Le grand Semeur

 

 

Dans les sentiers montants, non loin des pics neigeux,

Je foule, triste et seul, les pauvres feuilles mortes ;

La ville, en bas, se tait : plus de ris ni de jeux ;

Les enfants sont assis, mornes, devant les portes.

 

Pauvres feuilles, craquant aux pieds sur les chemins,

N’êtes-vous point, hélas ! pour nous le triste emblème

De tout ce qui sur terre a charmé les humains,

Des fleurs que l’on respire et des yeux que l’on aime ?

 

Naguère au bois discret vous prêtiez vos appas :

Nous rêvions, elle et moi, sous l’ombre du vieux chêne ;

Votre verdure avait des tons si délicats

Que le soleil n’osait la caresser qu’à peine.

 

Et maintenant le ciel est sombre, le bois nu,

Et vous n’êtes plus rien qu’une triste jonchée ;

Et les arbres, songeant à l’hiver revenu,

Se courbent vers le sol où leur gloire est couchée.

 

Ô Nature marâtre, et cruelle aux beaux jours !

La vie à peine, hélas ! berce nos rêveries,

Et c’est la mort qui vient et flétrit les amours :

Pauvres feuilles d’hier, où sont nos causeries ?

 

Plus rien qu’un peu de terre, humide et sans couleur

Voilà ce qui pour nous est resté de vos charmes ;

Et l’hiver a jeté sur nos bois sa pâleur,

Et nos doux souvenirs se sont changés en larmes !

 

Mais que dis-je, insensé ? L’hiver est donc sans fin ?

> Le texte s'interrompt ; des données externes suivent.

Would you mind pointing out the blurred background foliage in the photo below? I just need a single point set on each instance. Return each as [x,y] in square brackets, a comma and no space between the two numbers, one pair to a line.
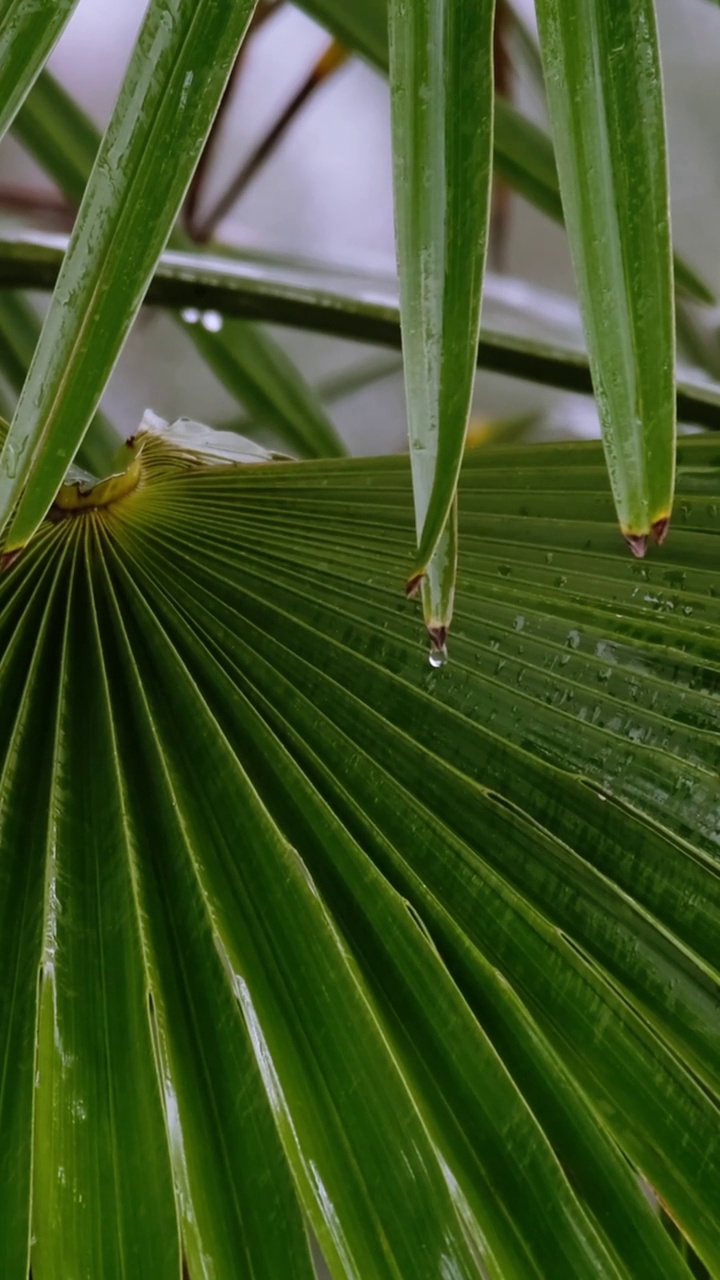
[324,193]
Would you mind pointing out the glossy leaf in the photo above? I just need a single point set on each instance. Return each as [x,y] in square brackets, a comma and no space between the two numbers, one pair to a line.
[19,330]
[441,97]
[164,110]
[28,31]
[523,154]
[247,361]
[513,339]
[456,1018]
[605,101]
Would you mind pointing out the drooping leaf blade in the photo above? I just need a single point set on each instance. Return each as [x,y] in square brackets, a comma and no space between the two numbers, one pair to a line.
[605,101]
[523,154]
[99,1128]
[364,309]
[19,330]
[247,360]
[144,167]
[28,32]
[441,77]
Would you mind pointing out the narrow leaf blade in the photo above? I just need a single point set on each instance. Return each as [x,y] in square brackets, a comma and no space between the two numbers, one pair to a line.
[140,177]
[605,100]
[442,95]
[27,33]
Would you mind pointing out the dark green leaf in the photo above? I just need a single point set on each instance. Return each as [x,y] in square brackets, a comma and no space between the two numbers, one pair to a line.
[28,30]
[441,77]
[605,101]
[523,152]
[247,361]
[352,306]
[141,173]
[472,973]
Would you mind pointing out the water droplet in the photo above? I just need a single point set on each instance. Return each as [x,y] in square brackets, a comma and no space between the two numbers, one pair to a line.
[10,461]
[212,321]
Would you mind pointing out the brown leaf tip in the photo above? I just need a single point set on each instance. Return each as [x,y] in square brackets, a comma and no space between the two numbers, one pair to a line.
[637,543]
[9,558]
[438,645]
[660,530]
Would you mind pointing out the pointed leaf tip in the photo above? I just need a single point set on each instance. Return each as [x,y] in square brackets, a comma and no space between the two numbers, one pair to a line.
[637,543]
[659,530]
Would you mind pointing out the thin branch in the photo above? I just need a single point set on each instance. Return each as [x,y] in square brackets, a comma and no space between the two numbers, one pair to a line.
[333,56]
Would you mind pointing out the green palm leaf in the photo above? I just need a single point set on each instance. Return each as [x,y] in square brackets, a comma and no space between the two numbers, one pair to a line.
[434,951]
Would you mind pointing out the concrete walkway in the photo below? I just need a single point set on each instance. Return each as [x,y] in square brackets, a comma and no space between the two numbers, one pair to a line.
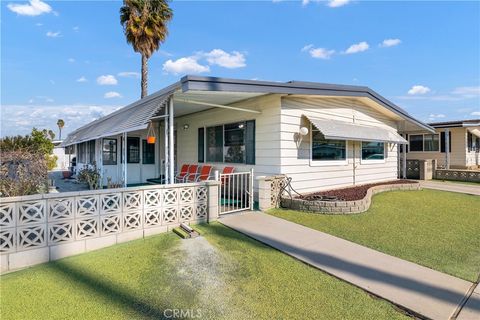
[423,291]
[451,186]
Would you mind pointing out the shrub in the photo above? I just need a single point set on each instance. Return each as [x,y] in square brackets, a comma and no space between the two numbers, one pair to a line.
[22,173]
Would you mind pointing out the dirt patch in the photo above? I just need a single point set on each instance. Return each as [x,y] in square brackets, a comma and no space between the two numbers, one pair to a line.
[350,193]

– Non ; bientôt vous verrez nos pauvres feuilles mortes

Ressusciter là-haut, égayer le ravin,

Et leurs pousses verdir, délicates et fortes.

 

Le printemps renaîtra de ces restes fanés ;

Leurs filles, à leur tour, charmeront nos allées.

Ainsi, pauvres humains, à mourir condamnés,

Nous revivrons un jour aux sphères étoilées ;

 

Et sous ces feuilles même, où nous ne serons pas,

Nos enfants, après nous, rêveront quelque joie.

Rien ne tombe au néant : tout vit par le Trépas ;

Il est le grand Semeur, et c’est Dieu qui l’envoie !

 

 

 

L.-Eugène HALLBERG.

 

Paru dans L’Année des poètes en 1890.